Most landlords don’t want to get involved because they have this belief that every tenant is entitled to his or her own privacy. So it’s best to check your lease agreement. Maybe there is a clause there that implies that your landlord will only step in if the noise reaches the common areas like the stairs or the building lobby.


February 2nd, 2013 12:20 pm

In the apartment that I used to live, I also had the same problem. But my neighbor was doing it intentionally. He got angry because I parked my car in his spot. God knows I didn’t know that it was his. I didn?t even know that there is a certain spot for each of us in the building. That wasn’t in the agreement I signed so I figured it was just his preference. So anyway, he started making all these noises like turning his TV on overnight, having parties, stomping his feet and all of those. The worst thing was, the landlord refused to step in because of some personal reasons. I really thought it was unfair. I wasn’t getting enough sleep and all because of that single mistake. So I filed a complaint with the RPA and the I don’t know what these guys did but whatever it was, I’m deeply grateful because the problem got resolved.


February 3rd, 2013 12:40 am

I think the best thing that you can do is to question the construction of the building through your local building office. Maybe the problem is not your neighbor but maybe it’s the materials used in the construction. Have you tried asking the other tenants if they’re having the same issues? Because if they are, then yeah, it’s really the building.


February 3rd, 2013 1:00 pm

What personal issues would stop a landlord from intervening? Maybe he has a thing for her? Just a thought :)


February 4th, 2013 1:00 am

Are there other empty units in the same building that you can move to? At least you’re not making the lease agreement. If there is, you may want to ask your landlord if he could pay for the moving services. I mean, you can’t possibly move all your things on your own – even if it’s just within the same building.


February 4th, 2013 1:00 pm

Sorry to break this to you, honey but has it ever occurred to you that maybe your neighbor is aware of all the noise that she’s making but it’s just that she doesn’t care? I mean, there are really people like that who think that they can do anything as long as they’re paying the rent. Sad to say, these people have no idea what the true meaning of freedom is. Anyway, your landlord should set the rules and help minimize the noise. If he’s not doing his part right, file a complainst against him. At least other people would know about the problems you’s had in that apartment and they can be saved all those sleepless nights. You can be a hero to other people!
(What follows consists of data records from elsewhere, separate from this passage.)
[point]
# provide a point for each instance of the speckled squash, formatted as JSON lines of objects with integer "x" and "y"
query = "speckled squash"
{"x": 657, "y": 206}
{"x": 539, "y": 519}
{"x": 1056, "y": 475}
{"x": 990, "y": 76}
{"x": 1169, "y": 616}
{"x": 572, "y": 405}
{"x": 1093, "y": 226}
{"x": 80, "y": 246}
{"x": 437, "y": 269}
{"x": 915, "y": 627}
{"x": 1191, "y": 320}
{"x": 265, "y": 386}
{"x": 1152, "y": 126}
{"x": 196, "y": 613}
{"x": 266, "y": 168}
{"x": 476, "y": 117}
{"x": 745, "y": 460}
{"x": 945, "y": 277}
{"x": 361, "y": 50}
February 5th, 2013 1:20 am

The idea of giving the noisy neighbor soft slippers is really cute. I mean, if the neighbor is pretty, I definitely wouldn’t mind going up and giving them those gifts. It’s hitting two-birds with one stone. I get to possibly resolve the issue on noise myself and at the same time, I get the chance to make an impression.


February 5th, 2013 1:40 pm

This is why we, seniors, do not like renting apartments. We just can’t stand the noise. My husband and I prefer to rent a house.


February 6th, 2013 2:00 am

I have the solution to your problem and it is very, very cheap and easy to use. See that hardcover book? Whack the ceiling a few times. That takes care of the problem for me. It’ll do wonders for you too!


February 6th, 2013 2:00 pm

Thank you so much for this post! These are excellent points to begin with before jumping directly to filing a complaint and/or contacting the local building office. I know landlords will be very pissed if you didn’t try do the sweet and logical steps first. Hey, let me just add that if you consult with your local building office, your landlord might make you his least favorite. So instead, you may want to file a formal complaint with the RPA first. RPA mediates between you and an uncooperative landlord to resolve your problem faster.